# Can I start a business while on 457 visa and staying with current employer?



## nialldon

Hi, my name is Niall, I'm 31 years old, from Ireland and have been living in Australia for over 5 years so far.

Originally I worked a mechanical design engineer and in the last year I moved to a technical sales role for a new company. My sponsorship got transferred and they applied got me a new 2yr 457 visa, approved a few weeks ago.

While waiting I tried to go down the PR route but my skills assessment through Vet Assess got rejected last month as my experience is not sufficient and my degree in technology with design is not relevant which has put a halt on my PR hopes. My next option is getting 2 years with my existing employer and gaining PR through them. That is 15 months away. 

I want to start a protective motorcycle clothing business with a friend who is an Australian citizen and ideally we would like to register it together as partners. I have seen similar topics from a few years ago but think rules may have changed since then and I'm hoping for an answer specific to my situation. 

If I stay with my current employer who sponsor me and work full time with them can I be a partner in my own business outside of this? If not I'm keen to hear any other options. I don't want to wait 15 months plus for PR, realistically by the time I would get it, it would be 2 years.

Thank you in advance for any answers or advise given.
Niall


----------



## yclai520

*How did you go?*

Hi Niall

I saw one of your other threads, just wondering if you had consulted anyone?

The reason why I am asking is because I ran into the same problem, but I didn't ask anyone I just did it (urrrgh).

So while on my 457, I started a company with my partner. I was doing that while still working full-time with my previous sponsor. I honestly didn't think anything wrong with it so I openly told everyone about what I was doing. I mean, our company currently employees several people and if anything I am creating jobs, not stealing it. I am also not being paid so technically I am not on payroll hence not an employee.

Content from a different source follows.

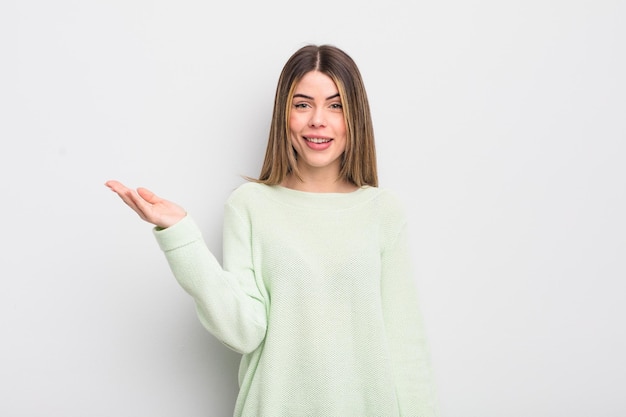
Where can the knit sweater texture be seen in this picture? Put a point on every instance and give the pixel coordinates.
(317, 292)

Turned out to be a big mistake.

Long story short, I applied for a partner visa with my boyfriend. 2 years later they finally got to review my application, and I was told that I need to withdraw my application because I am in breach of 8107 - for working on my own business while being employed on a 457 visa.

So the answer I got was no... Just wondering if you did get yours and how it went.


----------



## julia847

*Re: Query*

I too have the same query


----------